When it comes to software development, security testing plays a huge role in eliminating future data leak risks. Therefore, all major security requirements must be discussed in advance and clearly described in the contract.

Assigning Risk in Contracts and Security Policies

At this stage, you sum up everything learned from the risk analysis and due diligence and document all major requirements, aligning them with your business and project goals.

This is what the SLA (Service Level Agreement) contains. In IT outsourcing, the SLA is often part of the main contract with a technology developer and outlines the contracted services to be delivered as well as highlights the expected outcomes and penalties for not meeting the obligations.

What is often omitted is SLA security metrics. They should be mentioned separately and cover the methods of security testing, appoint specialists to conduct security testing or security tools to be used, desired security score to be achieved (following scoring systems as CWE (Common Weakness Enumeration), or CVSS (Common Vulnerability Scoring System)), types of vulnerabilities to be tested (like the one described here, OWASP top 10), and assign clear responsibilities in the event of a data leak (the third-party actions, reports, data breach investigation, reimbursement, etc.).

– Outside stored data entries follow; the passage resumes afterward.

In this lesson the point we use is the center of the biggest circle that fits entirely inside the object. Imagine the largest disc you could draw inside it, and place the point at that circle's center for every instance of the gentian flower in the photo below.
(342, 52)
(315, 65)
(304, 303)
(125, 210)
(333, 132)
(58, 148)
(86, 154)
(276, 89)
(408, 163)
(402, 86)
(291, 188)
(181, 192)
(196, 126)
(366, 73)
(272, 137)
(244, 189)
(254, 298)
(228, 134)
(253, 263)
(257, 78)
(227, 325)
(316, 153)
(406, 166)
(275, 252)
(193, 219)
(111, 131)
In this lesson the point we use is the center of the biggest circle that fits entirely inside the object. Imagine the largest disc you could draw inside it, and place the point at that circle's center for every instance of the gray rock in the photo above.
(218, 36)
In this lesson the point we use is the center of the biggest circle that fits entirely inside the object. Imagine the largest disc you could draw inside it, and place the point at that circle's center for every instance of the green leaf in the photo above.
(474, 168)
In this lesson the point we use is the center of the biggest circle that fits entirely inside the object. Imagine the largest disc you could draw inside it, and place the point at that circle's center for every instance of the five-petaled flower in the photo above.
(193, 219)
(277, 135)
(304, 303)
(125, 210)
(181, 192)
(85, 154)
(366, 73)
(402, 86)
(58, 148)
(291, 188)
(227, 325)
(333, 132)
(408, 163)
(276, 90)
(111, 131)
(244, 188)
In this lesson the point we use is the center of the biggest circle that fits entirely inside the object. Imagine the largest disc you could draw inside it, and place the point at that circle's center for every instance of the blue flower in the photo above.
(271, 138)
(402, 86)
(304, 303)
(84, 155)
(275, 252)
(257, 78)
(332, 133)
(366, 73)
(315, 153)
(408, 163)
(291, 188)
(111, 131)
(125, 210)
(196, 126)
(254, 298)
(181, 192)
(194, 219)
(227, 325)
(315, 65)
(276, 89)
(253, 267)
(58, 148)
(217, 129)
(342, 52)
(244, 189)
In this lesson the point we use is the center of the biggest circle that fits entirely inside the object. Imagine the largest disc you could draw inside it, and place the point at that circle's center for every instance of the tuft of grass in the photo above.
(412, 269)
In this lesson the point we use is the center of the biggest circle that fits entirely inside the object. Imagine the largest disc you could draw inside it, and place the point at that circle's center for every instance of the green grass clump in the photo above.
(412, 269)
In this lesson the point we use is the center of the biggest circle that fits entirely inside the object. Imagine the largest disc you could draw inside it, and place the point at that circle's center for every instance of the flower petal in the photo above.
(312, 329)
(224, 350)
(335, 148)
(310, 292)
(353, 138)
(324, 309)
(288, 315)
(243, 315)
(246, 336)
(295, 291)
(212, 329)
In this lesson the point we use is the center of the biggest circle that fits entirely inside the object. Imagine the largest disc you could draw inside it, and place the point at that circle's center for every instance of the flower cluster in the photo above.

Subscribe to keep up-to-date

    Additionally, you may consider signing a cyber insurance policy. It usually covers all primary risks in case of a data breach and can involve the obligations of the third-parties, too. But, if you choose to partner with software development companies following the ISO/IEC 27001 information security standards, cyber insurance is an unnecessary measure.

    Another document setting the rules for proper data circulation include the DPA (Data Processing Agreement). It establishes common guidelines for proper data exchange, storage, and transmission. They can refer not only to your organization and technology partner but also to all subcontractors or affiliates granted permission to access personal data. This is when you need to verify the third-parties’ GDPR compliance additionally.

    Final preparations entail prescribing simple, clear procedures for secure code development across all phases of the software development life cycle. It looks and sounds like a lot of work, but these efforts pay off in the end.


    Key Takeaways

    This summary section brings together the key highlights of the article for you to use as a checklist prior to hiring your technology provider.

    • Carry out a comprehensive data risk assessment to identify vulnerabilities and assign security measures.
    • Sort out the data shared with the third-party and define the data flows to be under the control of both your organization and the technology provider.
    • Check the vendor’s security capabilities by performing due diligence.
    • Document the requirements in service delivery contracts and address the scope of responsibilities taken by both parties.
    • Reserve the right to perform regular security compliance audits to ensure the technology provider and its subcontractors stick to the safety policies.